Initialize the Chroma vector store to index the child chunks. Use OpenAIEmbeddings as the embedding function.
Use “doc_id” as the key representing the document ID.
import uuid
# Create a vector store to store the summary information.
summary_vectorstore = Chroma(
collection_name="summaries",
embedding_function=OpenAIEmbeddings(model="text-embedding-3-small"),
)
# Create a repository to store the parent document.
store = InMemoryStore()
# Specify a key name to store the document ID.
id_key = "doc_id"
# Initialize the searcher (empty at startup).
retriever = MultiVectorRetriever(
vectorstore=summary_vectorstore, # vector store
byte_store=store, # byte store
id_key=id_key, # document ID
)
# Create a document ID.
doc_ids = [str(uuid.uuid4()) for _ in split_docs]
Save the summarized document and its metadata (here, the Document ID for the summary you created).
summary_docs = [
# Create a Document object with the summary as the page content and the document ID as metadata.
Document(page_content=s, metadata={id_key: doc_ids[i]})
for i, s in enumerate(summaries)
]
The number of articles in the digest matches the number of original articles.
# Number of documents in the summary
len(summary_docs)
135
Add summary_docs to the vector store with retriever.vectorstore.add_documents(summary_docs).

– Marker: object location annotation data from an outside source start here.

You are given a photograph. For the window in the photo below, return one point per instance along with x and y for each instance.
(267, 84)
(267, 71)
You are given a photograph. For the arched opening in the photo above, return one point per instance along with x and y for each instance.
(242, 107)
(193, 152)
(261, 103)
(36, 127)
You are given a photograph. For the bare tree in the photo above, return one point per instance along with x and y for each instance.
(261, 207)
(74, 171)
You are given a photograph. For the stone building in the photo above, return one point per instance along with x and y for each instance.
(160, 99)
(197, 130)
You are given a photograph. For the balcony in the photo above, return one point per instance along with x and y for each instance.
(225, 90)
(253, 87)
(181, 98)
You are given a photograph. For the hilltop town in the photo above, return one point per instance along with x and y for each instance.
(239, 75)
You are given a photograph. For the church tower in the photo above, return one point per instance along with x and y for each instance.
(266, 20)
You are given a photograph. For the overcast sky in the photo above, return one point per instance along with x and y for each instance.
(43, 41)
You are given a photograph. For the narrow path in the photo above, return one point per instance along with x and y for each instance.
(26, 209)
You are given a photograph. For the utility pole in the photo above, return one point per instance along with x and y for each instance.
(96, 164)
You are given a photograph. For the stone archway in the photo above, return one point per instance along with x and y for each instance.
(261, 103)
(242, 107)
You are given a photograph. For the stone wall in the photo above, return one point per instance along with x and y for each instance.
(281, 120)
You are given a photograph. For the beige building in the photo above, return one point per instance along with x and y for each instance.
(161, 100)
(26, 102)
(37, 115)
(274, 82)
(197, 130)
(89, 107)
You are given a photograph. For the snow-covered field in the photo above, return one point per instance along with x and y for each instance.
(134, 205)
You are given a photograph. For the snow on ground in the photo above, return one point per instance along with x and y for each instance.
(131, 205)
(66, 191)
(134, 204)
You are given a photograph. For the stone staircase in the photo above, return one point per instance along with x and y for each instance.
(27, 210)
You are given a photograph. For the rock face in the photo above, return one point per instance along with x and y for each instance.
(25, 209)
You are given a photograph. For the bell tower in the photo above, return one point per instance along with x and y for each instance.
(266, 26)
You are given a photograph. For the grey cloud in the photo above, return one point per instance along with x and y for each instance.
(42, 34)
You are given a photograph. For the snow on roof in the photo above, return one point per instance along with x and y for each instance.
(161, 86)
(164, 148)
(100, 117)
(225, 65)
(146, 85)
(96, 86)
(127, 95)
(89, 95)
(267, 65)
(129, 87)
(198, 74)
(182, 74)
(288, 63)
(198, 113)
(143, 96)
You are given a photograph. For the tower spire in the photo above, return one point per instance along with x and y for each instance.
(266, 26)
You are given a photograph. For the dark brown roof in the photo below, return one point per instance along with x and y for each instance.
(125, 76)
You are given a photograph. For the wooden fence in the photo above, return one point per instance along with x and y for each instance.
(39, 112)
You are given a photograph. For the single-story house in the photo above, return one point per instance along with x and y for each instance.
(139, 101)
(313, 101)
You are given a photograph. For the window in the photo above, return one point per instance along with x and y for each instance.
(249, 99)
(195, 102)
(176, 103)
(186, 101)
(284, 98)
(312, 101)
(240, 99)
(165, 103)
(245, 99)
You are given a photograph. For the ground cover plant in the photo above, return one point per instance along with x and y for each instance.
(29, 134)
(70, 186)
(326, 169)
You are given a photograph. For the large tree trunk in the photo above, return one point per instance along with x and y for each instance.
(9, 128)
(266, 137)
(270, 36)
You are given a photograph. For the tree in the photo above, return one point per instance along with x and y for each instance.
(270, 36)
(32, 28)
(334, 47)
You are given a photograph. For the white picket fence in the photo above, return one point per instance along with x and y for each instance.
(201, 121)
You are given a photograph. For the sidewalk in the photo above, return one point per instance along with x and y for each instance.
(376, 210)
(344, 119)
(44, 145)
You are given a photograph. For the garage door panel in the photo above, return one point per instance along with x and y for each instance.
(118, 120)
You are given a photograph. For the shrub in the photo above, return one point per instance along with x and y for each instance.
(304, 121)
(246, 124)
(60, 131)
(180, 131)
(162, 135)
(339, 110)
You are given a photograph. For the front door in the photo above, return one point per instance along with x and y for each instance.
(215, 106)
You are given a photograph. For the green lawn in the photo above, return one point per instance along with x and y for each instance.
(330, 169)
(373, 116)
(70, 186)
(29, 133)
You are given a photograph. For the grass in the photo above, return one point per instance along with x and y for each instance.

Map doc_ids and docs with retriever.docstore.mset(list(zip(doc_ids, docs)))) to store them in the document store.
retriever.vectorstore.add_documents(
summary_docs
) # Add the summarized document to the vector repository.
# Map the document ID to the document and store it in the document store.
retriever.docstore.mset(list(zip(doc_ids, split_docs)))
Perform a similarity search using the similarity_search method of the vectorstore object.
# Perform a similarity search.
result_docs = summary_vectorstore.similarity_search(
"What is the phased implementation timeline for the EU AI Act?"
)
# Output 1 result document.
print(result_docs[0].page_content)
- The European Commission and EU member states are collaborating to enhance the development and implementation of artificial intelligence (AI) technologies within Europe.
- In 2018, a commitment was made to boost AI "made in Europe," focusing on fostering innovation and ensuring ethical standards.
- The 2020 White Paper outlines a European approach to AI, emphasizing the importance of excellence and trust in AI systems.
Use the invoke method of the retriever object to retrieve documents related to the query.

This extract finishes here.